Computers utilize a large number of semiconductor components. In a space environment, the operational reliability of computers utilizing small-geometry semiconductor parts has become severely compromised. In this environment, the chips, especially those utilizing less than three micron geometry, suffer random errors due to the presence of cosmic rays or high energy particles or ions. The geometries of the newer semiconductor parts are so small that passage of a high energy particle/ion or cosmic ray through the p-n junction of a semiconductor device sometimes causes an upset in the operation of the device. In memory systems, the problem occurs when a cosmic ray or high energy particle/ion passes through a sensitive junction in a storage element (e.g. a stage of a shift register) internal to a circuit and results in an arbitrary change-in-state of that storage element. The result in a memory is that a state of "zero" becomes a state of "one" or vice versa. This phenomenon of one change of state is called a Single Event Upset (SEU). SEU, sometimes, is also referred to as a bit flip-flop or a soft error. This soft error is temporary in nature and disappears when the memory is reused for storing a new bit.
Therefore, unless there is a means to determine the logic state in which the storage element is supposed to be, the system will have no means of determining that an upset has occurred, and will operate as if the erroneous logic state is correct. Further, the failure mode resulting from a SEU in a storage element is random and therefore unpredictable.
Single Error Correction Double Error Detection (SECDED) coding techniques have long been used in semiconductor memory systems to increase their reliability. In an Error Detection and Correction (EDAC) of memory system, a SECDED code word is stored with each word of memory. Each time a memory word is accessed, both the data word and the code word are output and the code word is used to check the validity of the data word. Single errors detected are corrected prior to the use of the data and the corrected word is stored back in memory. This type of correction technique will handle SEU's occurring within a memory, providing that the entire memory is checked at sufficient intervals so that any given memory word will not accumulate more than one SEU between being checked.

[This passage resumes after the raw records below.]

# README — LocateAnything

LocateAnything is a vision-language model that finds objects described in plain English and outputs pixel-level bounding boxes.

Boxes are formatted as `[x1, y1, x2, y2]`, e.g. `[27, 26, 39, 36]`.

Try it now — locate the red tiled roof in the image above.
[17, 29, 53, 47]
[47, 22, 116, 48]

The storage elements or the internal memory within a bit-parallel architecture microprocessor or Central Processing Unit (CPU) present a more complex problem because typically they are in a less ordered structure, and with many operations going on in parallel it is very difficult to maintain their relationship and determine in real time how far an error has propagated. Most present techniques used to solve the SEU problem in a random logic circuit such as a CPU, involve making the storage elements immune to upset by adding resistance in the feedback paths of the latches. The resistance in conjunction with the device capacitance functions as a filter which reduces or eliminates the effect of impulse (cosmic ray or high energy particle/ion) that may cause an upset. The principal drawbacks of these techniques are that the additional components require additional area on the chip and result in a reduction of operating speed. It is anticipated that present methods of SEU prevention will become less effective as device geometries continue to become smaller, thereby requiring higher resistance values or addition of more capacitance to the nodes.